Nadal bez zwolnień grupowych

0
461
Powiatowy Urząd Pracy mieści się w budynku przy ul Budowlanych 59. Fot. arc.

Po miesiącu od wprowadzenia obostrzeń związanych z epidemią tyski rynek pracy nadal jest stabilny – nie zanotowano zwolnień grupowych, poziom bezrobocia jest podobny jak w poprzednich miesiącach. Oferty pracy są, choć nie w takich ilościach, jak jeszcze kilka miesięcy temu. Złożono około 900 wniosków na pożyczkę niskoprocentową.

Aby chronić miejsca pracy, Powiatowy Urząd Pracy realizuje kolejne wnioski, jakie składają przedsiębiorcy w ramach tzw. tarczy antykryzysowej.

– Do tej pory wpłynęło około 900 wniosków na niskooprocentowaną pożyczkę dla mikroprzedsiębiorców – powiedziała Katarzyna Ptak dyrektor PUP. – Chodzi o kwotę 5 tys. złotych na pokrycie bieżących kosztów działalności gospodarczej.
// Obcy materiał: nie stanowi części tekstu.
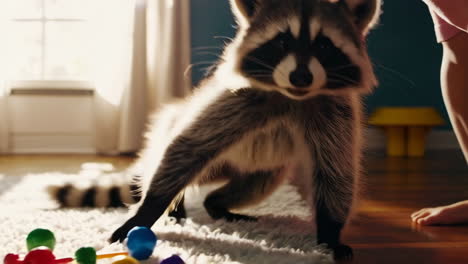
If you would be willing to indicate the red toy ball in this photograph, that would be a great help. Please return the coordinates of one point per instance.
(40, 256)
(11, 259)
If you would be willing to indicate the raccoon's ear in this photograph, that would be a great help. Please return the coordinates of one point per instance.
(366, 13)
(244, 10)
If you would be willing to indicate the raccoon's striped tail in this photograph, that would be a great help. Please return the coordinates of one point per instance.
(100, 193)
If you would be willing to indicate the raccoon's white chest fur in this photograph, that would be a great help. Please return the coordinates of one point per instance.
(279, 144)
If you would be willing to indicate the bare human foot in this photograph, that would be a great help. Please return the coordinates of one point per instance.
(444, 215)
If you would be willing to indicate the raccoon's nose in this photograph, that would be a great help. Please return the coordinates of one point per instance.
(301, 77)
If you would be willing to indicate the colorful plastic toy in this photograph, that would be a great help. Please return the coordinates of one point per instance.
(174, 259)
(141, 242)
(11, 259)
(40, 238)
(125, 260)
(86, 255)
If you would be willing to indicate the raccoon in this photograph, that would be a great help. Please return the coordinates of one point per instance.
(284, 102)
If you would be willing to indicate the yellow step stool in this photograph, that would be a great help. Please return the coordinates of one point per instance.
(406, 128)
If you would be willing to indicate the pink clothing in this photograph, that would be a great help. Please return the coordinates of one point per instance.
(450, 17)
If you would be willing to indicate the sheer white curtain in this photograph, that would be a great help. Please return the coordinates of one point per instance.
(3, 88)
(142, 52)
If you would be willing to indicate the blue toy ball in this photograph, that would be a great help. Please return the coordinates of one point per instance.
(141, 242)
(173, 260)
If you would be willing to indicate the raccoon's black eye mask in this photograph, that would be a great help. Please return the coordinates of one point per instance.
(261, 62)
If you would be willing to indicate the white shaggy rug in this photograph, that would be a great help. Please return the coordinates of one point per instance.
(283, 234)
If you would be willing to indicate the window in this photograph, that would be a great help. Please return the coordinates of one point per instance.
(48, 40)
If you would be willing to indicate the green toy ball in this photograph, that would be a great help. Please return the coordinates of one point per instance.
(40, 238)
(86, 255)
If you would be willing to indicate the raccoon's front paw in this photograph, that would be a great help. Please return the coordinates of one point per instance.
(342, 252)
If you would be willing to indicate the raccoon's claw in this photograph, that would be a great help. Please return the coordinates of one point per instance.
(230, 217)
(342, 252)
(121, 233)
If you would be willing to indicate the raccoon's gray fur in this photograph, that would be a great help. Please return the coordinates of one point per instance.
(284, 102)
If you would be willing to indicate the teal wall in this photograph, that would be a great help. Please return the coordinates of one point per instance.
(403, 49)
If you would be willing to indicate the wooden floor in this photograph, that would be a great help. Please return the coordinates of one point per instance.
(381, 232)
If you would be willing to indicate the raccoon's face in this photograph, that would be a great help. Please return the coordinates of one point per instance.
(302, 48)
Przedsiębiorcy, który otrzyma pożyczkę, zawiesza się jej spłacanie przez pierwsze trzy miesiące, a po upływie kolejnych trzech miesięcy, może się starać o umorzenie kredytu. Warunkiem jednak jest, że w tym czasie prowadził działalność, nie zawiesił jej, ani nie zlikwidował. Wnioski są systematycznie rozpatrywane – pieniądze pobrało 150-160 osób i drugie tyle wniosków chcemy zrealizować w kolejnych kilku dniach.

Równocześnie można składać wnioski dotyczące innych instrumentów, przeznaczonych dla mikroprzedsiębiorców, małych i średnich firm o udzielenie dofinansowania części kosztów wynagrodzeń pracowników, a także samozatrudnionych i organizacji pozarządowych.

– W przypadku tzw. drugiej tarczy rozszerzono możliwość ubiegania się o pożyczkę dla samozatrudnionych, bo – przypomnę – w tarczy numer jeden o pożyczkę mogli się starać jedynie przedsiębiorcy, którzy zatrudniali od jednego do 10 pracowników. Dopłata do wynagrodzeń dotyczy teraz także organizacji pozarządowych oraz pracowników w średnich i małych przedsiębiorstwach. Tarcza numer dwa wprowadziła także inną zmianę – warunkiem starania się o umorzenie dofinansowania, jest utrzymanie takiego samego stanu zatrudnienia przez okres, w jakim będzie trwało dofinansowanie, czyli maksymalnie przez trzy miesiące. Wcześniej było trzy miesiące plus trzy miesiące, kiedy można się było starać o umorzenie kredytu – dodała K. Ptak.